The Negative Afterimage Simulation
Introduction
When rods are exposed to light, some of their rhodopsin
molecules become “bleached” (i.e., converted into the inactive trans-
form). If rods are exposed to light
of sufficient intensity for a long enough period of time, bleaching of their
rhodopsin can become so extensive that the rod is rendered incapable of effective
transduction of more photons. This,
of course, underlies the phenomenon that you’ve all experienced of being unable
to see well for a short period after entering a dark room from outdoors or
when entering a darkened movie theater from a brightly lit lobby.
Only after a period of time sufficient for the 11-retinal to be ‘recycled’
from the bleached trans- form back into the photoactive cis-
form, do we become fully dark adapted.
A diet deficient in Vitamin A (the substrate for biosynthesis of retinal)

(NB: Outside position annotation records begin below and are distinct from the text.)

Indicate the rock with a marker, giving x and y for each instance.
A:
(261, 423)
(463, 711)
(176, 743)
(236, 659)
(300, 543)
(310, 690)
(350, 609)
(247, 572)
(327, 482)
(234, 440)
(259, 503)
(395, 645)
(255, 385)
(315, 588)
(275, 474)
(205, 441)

can result in night blindness, a condition characterized by dramatically reduced
ability to see in low-light condition.
Because the chemistry of phototransduction in cones
is basically the same as in rods, cones can also become bleached if exposed
to intense light of the proper wavelength for a sufficient period. Experimentally, this is accomplished by staring
for a while (15 – 30 s is usually sufficient) at a colored image. However, bleaching of the cones does not result
in the across-the-visible-spectrum loss of sensitivity to light that accompanies
bleaching of the rods’ pigment. Instead,
for reasons that are still not well understood , if you look away from the
image and at a blank background, you see what is referred to as a negative
afterimage of the original image.
This negative afterimage, as the name implies, looks similar to the original image, but differs in color. To a first approximation, negative afterimages can be understood in the context of fatigue or bleaching of the cones of a particular color class. (click here to read a brief discussion of cones and their response to light) Thus, the negative afterimage of a blue image would be expected to exhibit a color resulting from the combined output of the green and red cones on which the image had been projected…..in other words, one would probably predict that the negative afterimage of a blue object should be yellow (you’ll get a chance to test this prediction during the exercises below).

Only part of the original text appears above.